There are 8 volumes of 6 songs for piano only written by the composer at various moments of his life. They are a set of short lyrical compositions that follow a romantic tradition, although the concept “songs without words” seems to have been the composer’s. In chronological order they are: Op. 19b (1829-30), Op. 30 (1833-34), Op. 38 (1836-37), Op. 53 (1839-41), Op. 62 (1842-44), Op. 67 (1843-45), Op. 85 (1834-45), Op. 102 (1842-45)
3. Symphony No. 3 in A Minor Op. 56. The Scottish. 1842
Dedicated to Queen Victoria of England, it was designed in 1829 on her first trip to Britain. Their movements are:
- Andante con moto – Allegro un poco agitato
- Scherzo – Vivace non troppo
- Allegro vivacissimo – Allegro maestoso assai
4. Symphony No. 4, in A Major Op. 90. The Italian. 1833
It has its origin in a trip that the made around 1830 through Italy. In a letter to his sister Fanny he tells her that while he was composing this symphony, that this work would be the happiest he had wrote.
- Allegro vivace
- II.Andante con moto
- III.Con moto moderato
- IV.Saltarello: Presto
5. Violin Concerto in E minor Op. 64. 1845.
It is, together with the Brahms and Tchaikovsky violin concertos, possibly the most famous concert for this instrument and one of the most interpreted. It was dedicated by the composer to his violinist friend Ferdinand David who was indispensable in the creation of this work.
6. Trio with Piano in D minor Op. 49. 1839.
Composed for a standard group of piano, violin and cello, it is one of the composer’s most famous chamber music works.
- Molto allegro ed agitato.
- Andante con moto tranquillo.
- Scherzo: Leggiero e vivace.
- Finale: Allegro assai appassionato.
7. Variations Sérieuses Op. 54.
Consisting of a theme in D minor and 17 variations (remembering the key to the famous Bach Chaconne), the sérieuses were composed as part of a project by the composer for raising funds for a statue in honor to Beethoven.
8. Piano Concerto No. 2 in D minor, Op. 40. 1837.

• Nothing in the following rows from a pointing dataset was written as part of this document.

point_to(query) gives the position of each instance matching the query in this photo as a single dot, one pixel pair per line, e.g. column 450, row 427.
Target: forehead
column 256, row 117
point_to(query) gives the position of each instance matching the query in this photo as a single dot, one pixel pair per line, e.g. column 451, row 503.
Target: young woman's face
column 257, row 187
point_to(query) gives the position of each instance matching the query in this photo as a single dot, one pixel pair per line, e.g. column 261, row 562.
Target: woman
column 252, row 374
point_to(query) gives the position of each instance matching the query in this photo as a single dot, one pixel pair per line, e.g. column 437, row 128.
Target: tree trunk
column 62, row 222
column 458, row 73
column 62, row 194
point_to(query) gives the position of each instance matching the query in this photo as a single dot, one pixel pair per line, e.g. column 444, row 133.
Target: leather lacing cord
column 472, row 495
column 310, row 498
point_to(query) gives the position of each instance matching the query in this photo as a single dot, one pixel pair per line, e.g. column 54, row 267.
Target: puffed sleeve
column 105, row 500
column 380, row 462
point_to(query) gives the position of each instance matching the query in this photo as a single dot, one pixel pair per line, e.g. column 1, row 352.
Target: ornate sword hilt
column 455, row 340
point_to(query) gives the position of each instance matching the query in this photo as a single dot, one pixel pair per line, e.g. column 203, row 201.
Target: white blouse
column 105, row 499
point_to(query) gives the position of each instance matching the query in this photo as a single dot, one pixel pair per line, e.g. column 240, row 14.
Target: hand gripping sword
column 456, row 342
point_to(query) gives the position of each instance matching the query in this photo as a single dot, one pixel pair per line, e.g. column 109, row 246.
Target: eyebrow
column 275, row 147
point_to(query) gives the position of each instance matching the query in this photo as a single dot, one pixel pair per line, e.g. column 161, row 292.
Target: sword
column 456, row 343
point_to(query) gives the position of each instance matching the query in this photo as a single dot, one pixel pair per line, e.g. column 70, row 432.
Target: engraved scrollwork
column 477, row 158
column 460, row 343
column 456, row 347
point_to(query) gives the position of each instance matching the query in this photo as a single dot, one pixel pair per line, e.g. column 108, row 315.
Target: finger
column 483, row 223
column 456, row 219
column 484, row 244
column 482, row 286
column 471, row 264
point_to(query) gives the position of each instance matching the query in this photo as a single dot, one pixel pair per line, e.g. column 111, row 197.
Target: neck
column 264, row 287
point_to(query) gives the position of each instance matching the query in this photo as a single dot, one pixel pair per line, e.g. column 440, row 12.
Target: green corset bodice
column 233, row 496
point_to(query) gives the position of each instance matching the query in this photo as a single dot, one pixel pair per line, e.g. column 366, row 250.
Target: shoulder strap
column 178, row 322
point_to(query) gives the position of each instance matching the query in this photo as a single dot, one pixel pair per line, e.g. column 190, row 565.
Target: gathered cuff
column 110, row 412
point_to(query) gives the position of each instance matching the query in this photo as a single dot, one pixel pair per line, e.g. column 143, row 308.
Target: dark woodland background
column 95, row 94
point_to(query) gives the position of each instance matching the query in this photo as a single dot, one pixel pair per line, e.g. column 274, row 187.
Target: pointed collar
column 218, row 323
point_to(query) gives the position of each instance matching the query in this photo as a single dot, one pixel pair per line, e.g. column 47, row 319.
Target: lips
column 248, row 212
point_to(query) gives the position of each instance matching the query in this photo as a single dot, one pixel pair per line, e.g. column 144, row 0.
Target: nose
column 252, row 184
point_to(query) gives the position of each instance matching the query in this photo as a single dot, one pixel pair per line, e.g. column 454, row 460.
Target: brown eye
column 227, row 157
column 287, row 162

Mendelssohn wrote several compositions for piano and orchestra: two concertos for piano and orchestra Op. 25 (1831) and Op. 40 (1837), Capriccio Brillant in B minor Op 22 (1832), Rondo Brillant in E flat major Op. 29 (1834), and his Sérénade andt allegro giocoso in B minor, Op. 43 (1838).
The present concert is possibly the best known and interpreted by the composer.
9. Overture “The Hebrides” Op. 26. 1830.
Dedicated to Frederick William IV of Prussia is one of the composer’s best-known works. It was written in 1830 after a visit to the Fingal’s cave in the isle of Mull (Scotland). In a letter to his sister he says that the theme of the work came to his head inside the cave. It had the initial title of “The lonely island” although in a later revision of the score the author changed the name by the one of the Hebrids.
10. Octet in Greater E flat major, Op. 20 1825.
Mendelssohn wrote this work with only 16 years as a gift to his friend and violin teacher Eduard Ritz. Divided into four movements, it lasts approximately 30 minutes.